Copyright © 2001. Dow Jones & Company, Inc. All Rights Reserved.
Hmmmmm?? And ... what were they afraid would be disclosed? Besides all their phoney companies, were they trying to hide the money they were giving to Clinton (aside from the regular donations which are on the books)???
These are the same people that denied, ignored, and just plain stone-walled all the massive evidence - in so many areas - regarding the Clintons and their combination crime-treason machine.
Now, it is as though the scales of vision - moral and ethical blinders, so to speak - have fallen from their eyes. They seek something that so far is just not there. And in fact, in doing so, the true corruption of the last eight years quickly comes back into view, for all to see.
I love the smell of burnt liberals in the morning!
The Energy issue is boiling hot in DC. The 'Cheney Task Force' was a target from day one - because it was secret. The Dems vociferously protested, saying Reps were equally furious about Hillary's Health Care Task Force. They refuse to understand the objection: HILLARY WAS NOT ELECTED!
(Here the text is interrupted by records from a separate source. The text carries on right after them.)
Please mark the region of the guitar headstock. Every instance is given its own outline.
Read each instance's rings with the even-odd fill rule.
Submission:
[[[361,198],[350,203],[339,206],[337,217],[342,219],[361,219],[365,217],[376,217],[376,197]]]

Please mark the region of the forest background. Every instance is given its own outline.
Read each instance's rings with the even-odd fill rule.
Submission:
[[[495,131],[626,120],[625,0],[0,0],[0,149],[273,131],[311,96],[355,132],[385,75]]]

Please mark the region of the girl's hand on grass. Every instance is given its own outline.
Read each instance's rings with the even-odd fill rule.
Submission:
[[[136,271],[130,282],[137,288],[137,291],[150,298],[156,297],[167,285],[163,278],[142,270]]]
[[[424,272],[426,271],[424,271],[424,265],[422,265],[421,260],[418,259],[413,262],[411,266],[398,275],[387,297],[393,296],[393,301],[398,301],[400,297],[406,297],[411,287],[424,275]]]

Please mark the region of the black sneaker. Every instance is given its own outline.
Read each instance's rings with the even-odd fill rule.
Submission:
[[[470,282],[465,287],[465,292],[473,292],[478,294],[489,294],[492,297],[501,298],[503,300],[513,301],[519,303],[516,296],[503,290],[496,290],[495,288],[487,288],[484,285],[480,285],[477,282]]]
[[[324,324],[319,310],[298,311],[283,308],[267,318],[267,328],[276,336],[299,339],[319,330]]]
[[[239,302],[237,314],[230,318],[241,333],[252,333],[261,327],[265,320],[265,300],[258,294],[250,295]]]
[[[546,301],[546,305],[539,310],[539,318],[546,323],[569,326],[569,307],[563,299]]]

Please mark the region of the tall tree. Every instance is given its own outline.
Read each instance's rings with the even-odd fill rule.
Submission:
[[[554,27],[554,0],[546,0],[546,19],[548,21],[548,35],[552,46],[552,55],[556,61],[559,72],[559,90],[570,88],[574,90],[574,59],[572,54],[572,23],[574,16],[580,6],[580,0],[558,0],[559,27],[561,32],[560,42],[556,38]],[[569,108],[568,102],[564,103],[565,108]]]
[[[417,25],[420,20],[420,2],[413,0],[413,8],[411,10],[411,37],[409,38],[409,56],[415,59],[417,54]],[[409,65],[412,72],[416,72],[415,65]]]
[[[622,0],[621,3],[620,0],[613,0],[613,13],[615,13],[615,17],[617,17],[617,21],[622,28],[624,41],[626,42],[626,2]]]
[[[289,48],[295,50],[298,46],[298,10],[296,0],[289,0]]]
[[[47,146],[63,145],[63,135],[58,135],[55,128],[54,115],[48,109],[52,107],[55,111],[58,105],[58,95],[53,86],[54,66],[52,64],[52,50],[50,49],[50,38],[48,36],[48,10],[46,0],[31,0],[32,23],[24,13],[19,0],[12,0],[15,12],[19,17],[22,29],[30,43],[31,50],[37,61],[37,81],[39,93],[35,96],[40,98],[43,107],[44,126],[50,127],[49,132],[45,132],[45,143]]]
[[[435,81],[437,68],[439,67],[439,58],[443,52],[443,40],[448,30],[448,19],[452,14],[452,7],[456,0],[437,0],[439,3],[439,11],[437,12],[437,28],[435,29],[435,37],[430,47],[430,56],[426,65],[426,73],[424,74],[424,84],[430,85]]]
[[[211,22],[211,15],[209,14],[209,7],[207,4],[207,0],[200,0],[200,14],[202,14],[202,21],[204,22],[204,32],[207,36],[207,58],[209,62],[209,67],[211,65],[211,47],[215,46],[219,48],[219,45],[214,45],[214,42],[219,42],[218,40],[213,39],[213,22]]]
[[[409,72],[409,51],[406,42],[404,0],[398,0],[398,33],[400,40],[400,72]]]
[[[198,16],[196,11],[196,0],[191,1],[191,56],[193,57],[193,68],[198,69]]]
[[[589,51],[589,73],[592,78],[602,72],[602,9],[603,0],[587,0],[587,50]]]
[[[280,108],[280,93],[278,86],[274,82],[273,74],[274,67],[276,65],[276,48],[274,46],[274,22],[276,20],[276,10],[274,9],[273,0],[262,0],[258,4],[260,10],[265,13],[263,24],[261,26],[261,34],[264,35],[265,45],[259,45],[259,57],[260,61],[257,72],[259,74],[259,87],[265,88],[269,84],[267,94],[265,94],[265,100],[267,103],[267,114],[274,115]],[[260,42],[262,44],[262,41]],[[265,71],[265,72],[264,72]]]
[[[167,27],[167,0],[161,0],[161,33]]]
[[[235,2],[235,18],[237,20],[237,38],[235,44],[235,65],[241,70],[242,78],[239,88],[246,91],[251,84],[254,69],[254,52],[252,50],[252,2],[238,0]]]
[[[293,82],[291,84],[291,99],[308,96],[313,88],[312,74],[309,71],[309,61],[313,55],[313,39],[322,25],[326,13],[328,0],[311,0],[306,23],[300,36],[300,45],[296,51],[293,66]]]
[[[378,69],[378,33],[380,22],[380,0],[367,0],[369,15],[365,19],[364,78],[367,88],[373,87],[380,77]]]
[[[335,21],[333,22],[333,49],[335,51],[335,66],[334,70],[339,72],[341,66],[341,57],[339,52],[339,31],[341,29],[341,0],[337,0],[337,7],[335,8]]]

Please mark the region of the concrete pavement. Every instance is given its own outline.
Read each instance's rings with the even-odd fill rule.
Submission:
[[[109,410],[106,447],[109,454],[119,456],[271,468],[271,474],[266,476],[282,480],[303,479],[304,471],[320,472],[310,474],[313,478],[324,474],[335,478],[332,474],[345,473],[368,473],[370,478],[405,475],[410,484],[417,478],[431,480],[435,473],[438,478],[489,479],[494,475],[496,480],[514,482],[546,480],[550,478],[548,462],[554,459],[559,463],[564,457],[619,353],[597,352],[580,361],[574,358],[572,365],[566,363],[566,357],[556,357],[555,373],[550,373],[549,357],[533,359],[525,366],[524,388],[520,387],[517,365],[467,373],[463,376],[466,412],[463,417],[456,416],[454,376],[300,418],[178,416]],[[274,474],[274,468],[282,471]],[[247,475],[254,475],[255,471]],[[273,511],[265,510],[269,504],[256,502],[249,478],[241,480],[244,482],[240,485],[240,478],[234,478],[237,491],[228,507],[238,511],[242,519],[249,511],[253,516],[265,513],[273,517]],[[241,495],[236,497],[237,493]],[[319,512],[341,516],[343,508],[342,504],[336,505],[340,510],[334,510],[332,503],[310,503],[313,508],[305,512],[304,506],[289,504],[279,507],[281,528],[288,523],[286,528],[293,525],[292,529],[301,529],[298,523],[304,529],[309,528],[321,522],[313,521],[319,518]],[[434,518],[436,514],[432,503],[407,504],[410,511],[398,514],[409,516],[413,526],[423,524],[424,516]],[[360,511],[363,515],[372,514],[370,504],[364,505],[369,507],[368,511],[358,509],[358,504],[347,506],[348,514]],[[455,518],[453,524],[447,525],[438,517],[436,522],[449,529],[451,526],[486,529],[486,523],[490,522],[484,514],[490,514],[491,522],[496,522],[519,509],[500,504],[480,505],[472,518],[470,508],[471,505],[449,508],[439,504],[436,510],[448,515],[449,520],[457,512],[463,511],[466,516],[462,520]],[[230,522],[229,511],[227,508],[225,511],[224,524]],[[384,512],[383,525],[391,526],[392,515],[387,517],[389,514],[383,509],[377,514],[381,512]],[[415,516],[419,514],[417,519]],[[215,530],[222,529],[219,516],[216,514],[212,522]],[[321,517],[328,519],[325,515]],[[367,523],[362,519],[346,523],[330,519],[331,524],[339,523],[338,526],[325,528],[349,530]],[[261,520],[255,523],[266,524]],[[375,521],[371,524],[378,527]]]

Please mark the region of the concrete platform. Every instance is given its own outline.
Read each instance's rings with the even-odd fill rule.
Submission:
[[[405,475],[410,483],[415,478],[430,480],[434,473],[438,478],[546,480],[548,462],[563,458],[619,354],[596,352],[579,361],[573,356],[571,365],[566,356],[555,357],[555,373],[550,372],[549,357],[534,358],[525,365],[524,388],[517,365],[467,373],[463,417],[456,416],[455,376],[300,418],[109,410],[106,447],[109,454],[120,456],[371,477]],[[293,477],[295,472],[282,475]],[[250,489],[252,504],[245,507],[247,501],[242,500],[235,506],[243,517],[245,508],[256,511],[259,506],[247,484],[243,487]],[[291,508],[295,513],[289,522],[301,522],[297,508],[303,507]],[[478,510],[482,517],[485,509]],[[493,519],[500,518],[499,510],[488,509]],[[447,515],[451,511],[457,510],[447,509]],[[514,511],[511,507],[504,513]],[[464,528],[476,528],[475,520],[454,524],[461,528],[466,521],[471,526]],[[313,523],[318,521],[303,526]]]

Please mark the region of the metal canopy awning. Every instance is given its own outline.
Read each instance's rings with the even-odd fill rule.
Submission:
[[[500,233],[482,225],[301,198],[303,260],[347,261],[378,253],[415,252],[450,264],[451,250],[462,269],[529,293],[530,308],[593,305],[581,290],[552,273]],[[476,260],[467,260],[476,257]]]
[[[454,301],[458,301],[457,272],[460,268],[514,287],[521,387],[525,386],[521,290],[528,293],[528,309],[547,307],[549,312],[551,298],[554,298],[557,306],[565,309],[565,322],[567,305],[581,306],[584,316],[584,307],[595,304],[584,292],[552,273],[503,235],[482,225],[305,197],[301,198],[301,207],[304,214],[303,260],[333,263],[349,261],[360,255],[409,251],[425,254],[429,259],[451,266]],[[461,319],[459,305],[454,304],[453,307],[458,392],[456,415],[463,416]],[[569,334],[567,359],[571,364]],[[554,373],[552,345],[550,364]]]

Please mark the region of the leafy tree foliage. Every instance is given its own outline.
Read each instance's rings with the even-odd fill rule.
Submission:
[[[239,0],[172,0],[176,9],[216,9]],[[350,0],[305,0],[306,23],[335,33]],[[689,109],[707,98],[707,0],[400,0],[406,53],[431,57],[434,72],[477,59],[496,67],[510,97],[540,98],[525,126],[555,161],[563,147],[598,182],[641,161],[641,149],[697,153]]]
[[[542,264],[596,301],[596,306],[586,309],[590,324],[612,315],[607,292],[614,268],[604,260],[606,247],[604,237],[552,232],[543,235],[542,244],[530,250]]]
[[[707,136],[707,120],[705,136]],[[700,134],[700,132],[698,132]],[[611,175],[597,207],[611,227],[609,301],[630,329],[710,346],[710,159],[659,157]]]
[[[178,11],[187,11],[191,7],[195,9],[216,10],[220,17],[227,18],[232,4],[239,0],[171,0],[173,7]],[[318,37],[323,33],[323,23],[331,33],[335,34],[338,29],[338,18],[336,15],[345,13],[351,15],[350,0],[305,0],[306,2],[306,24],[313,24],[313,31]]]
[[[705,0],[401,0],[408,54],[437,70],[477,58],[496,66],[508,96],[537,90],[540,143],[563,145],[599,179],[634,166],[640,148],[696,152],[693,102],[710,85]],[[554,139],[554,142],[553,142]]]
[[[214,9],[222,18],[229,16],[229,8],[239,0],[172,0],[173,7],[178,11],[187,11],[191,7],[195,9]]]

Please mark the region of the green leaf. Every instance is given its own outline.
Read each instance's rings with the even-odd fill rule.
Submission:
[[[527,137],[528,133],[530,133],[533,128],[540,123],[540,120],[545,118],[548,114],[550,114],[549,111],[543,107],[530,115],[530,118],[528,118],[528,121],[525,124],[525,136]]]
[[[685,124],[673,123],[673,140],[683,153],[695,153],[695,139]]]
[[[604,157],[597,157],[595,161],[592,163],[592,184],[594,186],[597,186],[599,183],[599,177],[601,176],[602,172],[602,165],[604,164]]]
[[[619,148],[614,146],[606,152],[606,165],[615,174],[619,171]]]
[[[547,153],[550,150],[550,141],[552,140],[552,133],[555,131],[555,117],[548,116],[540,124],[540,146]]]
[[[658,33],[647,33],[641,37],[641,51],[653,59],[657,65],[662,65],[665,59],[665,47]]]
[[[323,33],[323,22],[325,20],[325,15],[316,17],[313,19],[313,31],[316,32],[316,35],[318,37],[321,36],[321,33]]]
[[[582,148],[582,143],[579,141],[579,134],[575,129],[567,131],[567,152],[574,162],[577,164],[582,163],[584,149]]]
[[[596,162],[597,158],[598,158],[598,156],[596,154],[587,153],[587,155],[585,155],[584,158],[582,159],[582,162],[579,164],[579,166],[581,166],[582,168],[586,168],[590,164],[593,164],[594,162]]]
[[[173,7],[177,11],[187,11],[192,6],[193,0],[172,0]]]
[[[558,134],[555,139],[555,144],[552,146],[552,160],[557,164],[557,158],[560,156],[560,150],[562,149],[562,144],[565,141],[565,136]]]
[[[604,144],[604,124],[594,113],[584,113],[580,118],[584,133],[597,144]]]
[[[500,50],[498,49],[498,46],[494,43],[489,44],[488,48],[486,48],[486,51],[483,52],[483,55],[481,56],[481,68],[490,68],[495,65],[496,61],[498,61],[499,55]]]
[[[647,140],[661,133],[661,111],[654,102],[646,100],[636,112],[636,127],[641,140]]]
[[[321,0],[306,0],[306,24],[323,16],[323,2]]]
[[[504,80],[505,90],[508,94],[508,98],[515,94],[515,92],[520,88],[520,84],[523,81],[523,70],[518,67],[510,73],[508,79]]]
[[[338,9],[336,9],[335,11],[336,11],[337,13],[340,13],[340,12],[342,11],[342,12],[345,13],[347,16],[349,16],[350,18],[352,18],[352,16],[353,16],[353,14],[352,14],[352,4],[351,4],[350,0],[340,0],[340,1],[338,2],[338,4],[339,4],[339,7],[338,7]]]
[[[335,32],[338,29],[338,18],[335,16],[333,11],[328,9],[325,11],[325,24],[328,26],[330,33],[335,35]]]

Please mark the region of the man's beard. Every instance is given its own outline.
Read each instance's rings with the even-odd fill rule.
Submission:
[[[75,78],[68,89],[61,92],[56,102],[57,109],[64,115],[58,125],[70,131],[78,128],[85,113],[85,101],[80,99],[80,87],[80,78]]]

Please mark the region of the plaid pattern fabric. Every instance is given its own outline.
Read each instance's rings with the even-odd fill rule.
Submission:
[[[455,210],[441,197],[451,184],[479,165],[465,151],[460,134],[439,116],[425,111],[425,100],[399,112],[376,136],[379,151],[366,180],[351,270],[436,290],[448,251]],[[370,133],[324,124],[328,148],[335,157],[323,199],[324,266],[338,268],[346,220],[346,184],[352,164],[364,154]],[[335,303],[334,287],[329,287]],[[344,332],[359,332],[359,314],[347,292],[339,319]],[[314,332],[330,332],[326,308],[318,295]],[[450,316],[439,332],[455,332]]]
If you remember, during the run-up to the election, the 'BIG OIL' and ANWAR issues were front and center of the argument by the Dems - Bush would poison the environment, destroy the pristine Alaskan wilderness, etc. Bush won the election and that took the wind out of their sails until the energy bill started to percolate.
All of this served to produce a result little noticed by the Dems and the press at the time: the public is not surprised at the connection between Bush/Cheney and energy. Bush was talking up policies that would benefit Enron and others more than 2 years ago.
Enron is a drop in the bucket compared to the amounts of money private placement investors and equity investors lost in the dot.com farce. But it was great for the shorts. I'd like to see how much money the big brokerage firms racked in pumping and dumping. 100's of billions, if not trillions of dollars.
It was insane and the Clinton administration turned a blind eye. And why not? Easy way to rake in dough than cattle futures or flipping properties. Even better than fleecing the tobacco companies.
The accounting rules for companies to go public need to be looked at, as well as those for staying public. And companies should have to provide this data on time! Plus, their should be D&O insurance requirements based on the companies value. The more the company is worth the more insurance the D&O's should have. I'm not exactly sure what changes need to be made to insider trading.
Perhaps so, but 2 years ago, he wasn't in a position to do anything about it, nor has he done anything about it since he's been president, unless you want to claim that provisions in the energy bill would benefit Enron--but they'd probably benefit other energy companies as well--not solely Enron.
What is quickly coming to the fore is that the Clinton Administration gave all kinds of help to Enron--trade junkets, India plant, possibly asking the SEC to waive filing requirements for Enron's operations.
I just don't think there's a there there. What the Democrats are accusing Bush of, he didn't do--but Clinton did.